What are five words to describe your book?
Horny hospital snack time realism.
What are three books that are in conversation with your book?
So many, but Saidiya Hartman’s Scenes of Subjection (1997), Mitchell Jackson’s Survival Math, and Gayl Jones’ Mosquito come to mind early on.
What is the strangest thing you googled while researching/writing this book?
When I was a medic, lots of soldiers were obsessed with those Otis Spunkmeyer muffins we got by the box full, then my mom and them always talked about loving them in prison, and then when I ended up working in the ER they were the best free snack around. So I looked up, half jokingly, do Otis Spunkmeyer Muffins have a monopoly on snack provisions for the military, the hospital, and the prison system? And for lots of black folks these three institutions tend to feel similar in how they’re overrepresented in our lives collectively, and how absolute power is exercised. Education will be another novel.

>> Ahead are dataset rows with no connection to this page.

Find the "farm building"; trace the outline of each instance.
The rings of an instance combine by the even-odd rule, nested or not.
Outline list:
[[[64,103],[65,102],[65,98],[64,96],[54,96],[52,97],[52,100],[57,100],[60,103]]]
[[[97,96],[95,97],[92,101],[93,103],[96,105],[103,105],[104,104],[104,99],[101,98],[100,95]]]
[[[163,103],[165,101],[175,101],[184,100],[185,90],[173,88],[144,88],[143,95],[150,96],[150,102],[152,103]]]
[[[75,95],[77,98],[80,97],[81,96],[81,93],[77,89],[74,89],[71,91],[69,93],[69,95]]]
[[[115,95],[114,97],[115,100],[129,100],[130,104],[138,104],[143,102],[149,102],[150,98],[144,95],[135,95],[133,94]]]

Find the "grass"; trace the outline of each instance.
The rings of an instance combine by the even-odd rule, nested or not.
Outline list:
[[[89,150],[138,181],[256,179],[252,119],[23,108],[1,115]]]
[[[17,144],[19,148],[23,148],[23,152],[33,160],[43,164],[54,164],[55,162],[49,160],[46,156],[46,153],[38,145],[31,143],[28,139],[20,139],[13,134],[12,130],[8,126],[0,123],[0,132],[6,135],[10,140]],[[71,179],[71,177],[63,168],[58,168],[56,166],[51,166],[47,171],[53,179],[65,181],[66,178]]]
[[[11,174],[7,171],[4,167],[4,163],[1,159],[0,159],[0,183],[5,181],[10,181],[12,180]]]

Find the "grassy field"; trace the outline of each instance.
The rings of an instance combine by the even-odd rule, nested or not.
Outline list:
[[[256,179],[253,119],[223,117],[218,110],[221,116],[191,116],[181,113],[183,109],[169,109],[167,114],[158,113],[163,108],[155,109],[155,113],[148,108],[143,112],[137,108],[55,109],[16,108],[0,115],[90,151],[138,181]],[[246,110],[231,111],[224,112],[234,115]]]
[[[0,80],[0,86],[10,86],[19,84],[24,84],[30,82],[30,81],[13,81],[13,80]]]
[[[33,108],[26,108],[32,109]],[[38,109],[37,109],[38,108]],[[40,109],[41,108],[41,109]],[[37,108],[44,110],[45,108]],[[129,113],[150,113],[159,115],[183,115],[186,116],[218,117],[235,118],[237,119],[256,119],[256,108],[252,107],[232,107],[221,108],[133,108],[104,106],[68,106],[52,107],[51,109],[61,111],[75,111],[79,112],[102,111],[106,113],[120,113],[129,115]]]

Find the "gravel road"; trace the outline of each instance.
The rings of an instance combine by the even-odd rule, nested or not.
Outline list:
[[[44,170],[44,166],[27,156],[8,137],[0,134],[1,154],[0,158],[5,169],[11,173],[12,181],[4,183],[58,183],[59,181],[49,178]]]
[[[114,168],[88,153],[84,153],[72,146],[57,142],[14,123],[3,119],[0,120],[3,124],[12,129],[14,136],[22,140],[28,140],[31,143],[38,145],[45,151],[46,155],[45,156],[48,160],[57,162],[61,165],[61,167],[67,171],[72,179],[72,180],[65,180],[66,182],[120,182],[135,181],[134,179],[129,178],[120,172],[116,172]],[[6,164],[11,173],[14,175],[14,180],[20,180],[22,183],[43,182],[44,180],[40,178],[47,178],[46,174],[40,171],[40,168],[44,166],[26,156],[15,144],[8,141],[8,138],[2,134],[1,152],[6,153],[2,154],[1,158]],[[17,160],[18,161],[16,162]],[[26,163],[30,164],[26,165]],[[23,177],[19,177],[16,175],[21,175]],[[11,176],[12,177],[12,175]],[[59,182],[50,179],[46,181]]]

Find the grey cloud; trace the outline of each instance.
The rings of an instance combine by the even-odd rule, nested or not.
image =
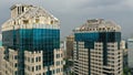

Describe your ideal reader?
Definitely someone suspicious of the terms and requirements of progress, especially when it feels good.
For this book especially, hospital workers, not just physicians, but the ancillary staff in neighborhoods where the ED is primary care, all the techs, phlebotomists, nurses, social workers, respiratory therapists, housekeepers and the folks in dietary.
What is a piece of writing advice that you’ve received that you think is really bad? What is a piece of writing advice that you think is really good?
To explain more, to never write about “trauma,” both of which feel like odd capitulations to power. The good advice was to take risks and consider every sentence an experiment, but never elevate yourself (or your comic proxies) above anyone else on the page.
What has changed for you as a writer since becoming a published author?
It’s definitely more difficult to write, and this is related to the problem with explaining as well as the hustle of working a bunch of jobs while being a single parent and the one who supposedly “made it out.” Too many people who have nothing depend on me. Real old negro problems. And then do I just repeat the comforting things in proper ruling class syntax, so that the work does well and I don’t risk confusion or misreadings, or do I trust readers and pose a set of productive challenges, and try to translate something like true thinking and feeling and experience and contradiction as best I can? There are consequences either way.
What is a book of your life?
Mat Johnson’s Pym.
What are you reading right now? And what book are you desperate to read next?
I’m reading Alexander Weheliye’s Feenin right now, and looking towards Elisa Gabbert’s Any Person is the Only Self, and Vanessa Angélica Villareal’s Magical/Realism.
What book are you an evangelist for?
Nafissa Thompson-Spires’ Heads of the Colored People. I will never forget how thankful I was to read that book for the first time. Still one of the strangest, blackest, funniest, and inventive short story collections I’ve ever read.
Who is your literary crush?
Fernanda Melchor. Her voice is incredible, the syntax confounding, musical, gritty, and curious across genres or the refusal of them, and I love listening to her speak. She’s also one of few writers who can be funny, but also make me uncomfortable on the page. But I was also thinking of Danielle Evans, if you’ve never seen her read, you should.
If you could not be a writer what would you do?
A doctor, nurse, or PA. I dropped out of Physician Assistant school back in the day when I found out you could get paid to read books in graduate school instead. If not, I’d be working for an organization like Doctors Without Borders, which was an older dream after I quit trying to draw undersea comics about octopuses and such. [see images]
You’re invited to a literary potluck, what are you bringing? Could be food or drink.
Rum cake, collard greens, and receipts.
Connect with Joseph: Substack | Instagram | Website
I love how both of his author crushes are people he likes to hear speak. There is something about hearing an author that connects differently to the work.
I love that they’d bring a rum cake to potluck ~ me too!